Since the arrival of WordPress 2.7, the true framework is based on the concept of parent/child WordPress themes.
A child theme is dependent on its parent – here, the framework – for its template files and functions, it’s not going work without it – ‘parasite’ might be a better name.
When you install a WordPress framework theme, it doesn’t look very impressive to start with – black and white – but that’s not the point. The basic idea is to cover all the fundamentals in the parent framework, the stuff every good theme needs, and keep separate the fancy styling, add-ons etc. in the child theme.
The art of a good framework is how it lets in the customization. Much like PHP frameworks, used wisely, they allow flexibility and concise code, quickly applied – used unwisely, they rapidly become a big old mess with far too many moving parts…
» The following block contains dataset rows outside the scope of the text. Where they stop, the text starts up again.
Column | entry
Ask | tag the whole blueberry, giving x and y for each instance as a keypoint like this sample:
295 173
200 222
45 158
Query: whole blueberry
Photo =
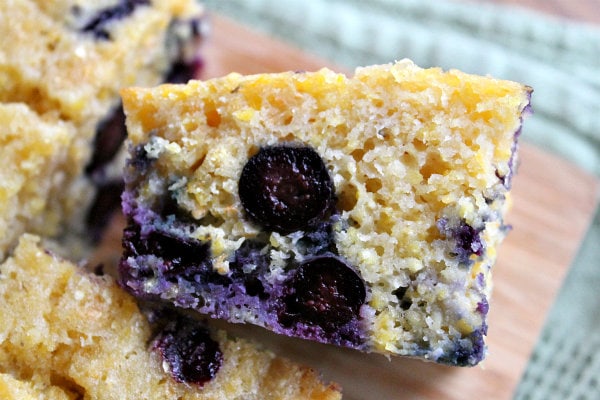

Any good WordPress theme developer will have ended up with a core code that does the job the way he or she thinks best – and this is the origin of a framework. Frankly, if you are are more programming-orientated as a theme designer than design-orientated, they may not be for you. Whether you stick with your code, or dip into your first framework child theme, up to you… but here are the current market leaders, as it were, in no particularly significant order.
Thematic
Produced by Ian Stewart, the prime mover in getting parent-child themes off the ground, Thematic has grids, CSS frameworks, and 13 different widget-ready areas. There’s a growing selection of child themes, free and premium, and support forums.
ThemeHybrid
Again, all the usual goodies, ThemeHybrid also comes with a good selection of child themes built up. For enhanced support in developing and customizing your own theme, ThemeHybrid has a paid club membership option (currently US$25).
Buffet
Buffet has a variety of jQuery features – Superfish menus, SuperSleight for png transparency in IE6, jBreadcrumb. It also offers 2 CSS frameworks – 960gs and the Blueprint CSS frameworks – and support for microformats, XOXO, hAtom, hCard…
Sandbox
Sandbox is probably the original – been around for years – a minimalist WordPress Theme, designed for developers to build on and produce workable themes simply using CSS. But it’s fully widget-ready, XHTML valid and released under the GPL.
OnePress
The unique proposition for OnePress is its integration with phpBB, with a unified login and forum messages displayed on the blog – if you’re a jobbing site-builder this is certainly something that comes up as a very common client requirement.
Conclusion
There are other frameworks – many other frameworks – in different states of development. This is a hot topic in WordPress theme design and I’m sure the situation will continue to evolve – much like the arrival of javascript libraries, there’ll be a fair amount of competition before the winner(s) emerge.